MM. l’abbé N..., secrétaire, et G..., computista (à peu près sous-chef de bureau), mènent le trésorier; ce sont d’adroits fripons. On dit que leur maître s’opposa dernièrement à une volerie sur les tabacs et sels.

Le cardinal D..., Prefetto del buon governo,—inepte à un haut degré, mené pour toute chose par un simple employé, l’adroit coquin D...

M. F..., sculpteur médiocre de Venise, délateur connu auprès du redoutable tribunal du vicaire; il s’est chargé, conjointement avec sa femme, de garder une des maîtresses du cardinal-vicaire. Ce cardinal va voir sa maîtresse chez F..., lequel a obtenu la survivance d’A... d’E..., directeur du Musée du Vatican. F... est, de plus, espion et délateur au service de l’Autriche.

Le marquis M..., fils d’un marchand de poisson, dévoué aux jésuites, auteur prétendu de quelques ouvrages faits par des teinturiers, directeur des catastri (cadastres), accusé de friponnerie par ses employés. On a reconnu qu’il avait, en effet, volé trois à quatre cent mille écus; mais l’ancien ministre des finances, feu le cardinal G..., son protecteur et associé pour le vol, a imposé silence aux employés. Ces pauvres diables continuent à soutenir leur dire auprès du pape, mais on ne les écoute pas.

M. P... T... de F..., anciennement rédacteur des Almanachs de ce pays, maintenant secrétaire général du Camerlingato, lié avec l’ex-jésuite Reggi (ou Rezzi), autre employé du Camerlingato, tous deux grands ennemis de la France et de toute idée libérale. Ils ont eu l’esprit de dominer entièrement les camerlingues P... et C..., grands fripons hypocrites. (Je parle de T... et Rezzi); ils volent et gouvernent l’Etat à leur volonté, font commerce des rescrits de privative (privilèges financiers), ils imposent des dazzi (droits) de douane arbitraires; deux des plus grands et des plus pernicieux coquins d’une administration qui en est remplie.

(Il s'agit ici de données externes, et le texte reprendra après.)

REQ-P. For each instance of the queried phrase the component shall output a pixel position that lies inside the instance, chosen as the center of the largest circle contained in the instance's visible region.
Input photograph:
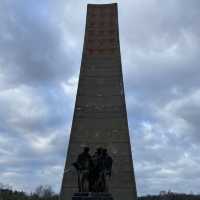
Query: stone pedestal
(92, 196)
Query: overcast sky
(40, 53)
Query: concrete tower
(100, 117)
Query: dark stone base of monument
(92, 196)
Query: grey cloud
(40, 47)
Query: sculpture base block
(92, 196)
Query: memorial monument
(100, 126)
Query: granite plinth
(92, 196)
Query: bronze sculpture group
(93, 171)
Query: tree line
(46, 193)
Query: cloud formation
(40, 54)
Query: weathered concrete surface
(100, 117)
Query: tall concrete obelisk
(100, 117)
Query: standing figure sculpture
(83, 167)
(93, 172)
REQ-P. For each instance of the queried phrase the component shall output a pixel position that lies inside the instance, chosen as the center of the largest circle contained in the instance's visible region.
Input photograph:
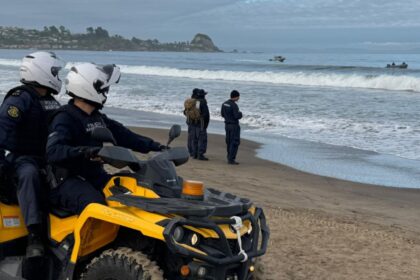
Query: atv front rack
(258, 223)
(215, 203)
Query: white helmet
(41, 69)
(91, 82)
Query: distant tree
(53, 29)
(89, 30)
(101, 33)
(62, 29)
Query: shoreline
(321, 228)
(340, 162)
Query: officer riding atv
(146, 223)
(155, 225)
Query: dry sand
(321, 228)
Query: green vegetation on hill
(97, 39)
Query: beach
(321, 228)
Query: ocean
(342, 115)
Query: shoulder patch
(13, 112)
(16, 93)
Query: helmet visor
(55, 70)
(113, 73)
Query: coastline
(344, 163)
(321, 227)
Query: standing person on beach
(71, 150)
(23, 132)
(198, 117)
(230, 112)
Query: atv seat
(61, 212)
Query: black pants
(233, 139)
(30, 193)
(75, 193)
(197, 140)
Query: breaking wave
(384, 81)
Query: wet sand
(321, 228)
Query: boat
(401, 66)
(278, 58)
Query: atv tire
(122, 264)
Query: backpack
(191, 111)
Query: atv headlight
(249, 229)
(178, 233)
(194, 239)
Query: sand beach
(321, 228)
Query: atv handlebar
(121, 157)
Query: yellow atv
(156, 225)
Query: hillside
(97, 39)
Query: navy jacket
(230, 112)
(70, 130)
(24, 121)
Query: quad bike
(156, 225)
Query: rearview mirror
(103, 134)
(174, 132)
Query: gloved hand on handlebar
(89, 152)
(157, 147)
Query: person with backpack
(232, 115)
(24, 117)
(198, 118)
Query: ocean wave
(10, 62)
(373, 81)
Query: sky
(241, 24)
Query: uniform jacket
(70, 129)
(230, 112)
(24, 121)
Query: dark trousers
(30, 194)
(197, 140)
(75, 193)
(233, 139)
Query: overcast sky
(242, 24)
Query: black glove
(157, 147)
(89, 152)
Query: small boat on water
(278, 58)
(401, 66)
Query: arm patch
(13, 112)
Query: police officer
(197, 129)
(232, 115)
(23, 132)
(70, 149)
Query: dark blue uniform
(81, 180)
(230, 112)
(197, 131)
(23, 131)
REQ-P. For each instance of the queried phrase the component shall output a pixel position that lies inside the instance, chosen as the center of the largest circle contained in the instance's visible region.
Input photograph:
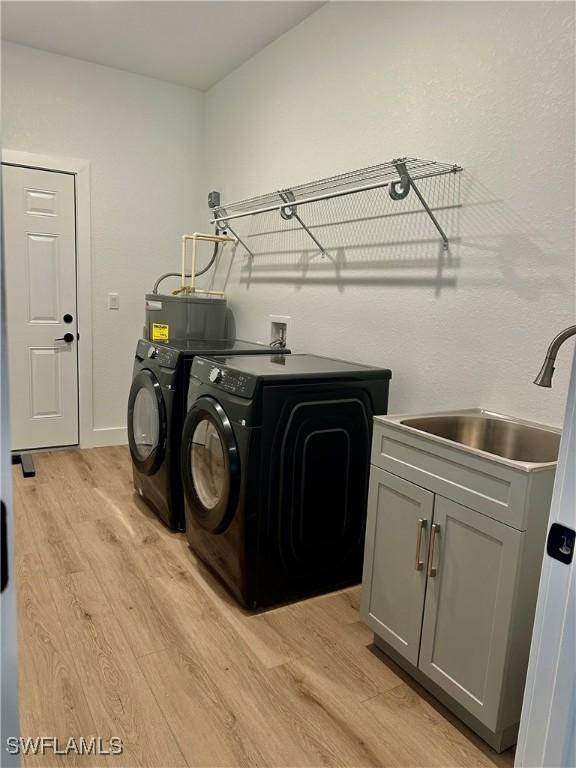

Le marquis U... del D..., (Bissia, Gentili), frère du Maggior d’Uomo actuel du pape, ennemi de la France et de toute idée généreuse, fut choisi par Léon XII pour directeur de l’imprimerie et de la chalcographie camérale. Il est sans talent aucun, prepotente, méchant, sans principes quelconques, touche un fort traitement et gâte tout dans l’administration qui lui est confiée.

M. P... de B..., fils du libraire. Ses services comme espion lui ont valu la noblesse (fatto cavaliere). Il a un emploi de délateur en affaires politiques; outre cela, il est maintenant sous-directeur de l’imprimerie centrale; il a été appelé là par del D..., digne acolyte d’un tel coquin.

D... F..., autre insigne coquin chargé de crimes, a joui d’un immense crédit sous Léon XII; il faisait partie de la Camarilla d’alors, qui imposait des édits tout faits à ce pauvre vieillard le cardinal della S..., en ce temps-là secrétaire d’Etat, pour la forme. M. F... obtint la ferme de l’octroi (Dazio di consumo), ainsi que de grosses sommes de Léon XII; il les gagnait, assure-t-on, par des crimes ou plutôt, ce me semble, par d’affreuses injustices.

Le comte V... d... de S..., directeur del Botto e Registro, a plusieurs autres emplois: homme à renvoyer bien vite; jésuite, fripon, ennemi de toute pensée libérale.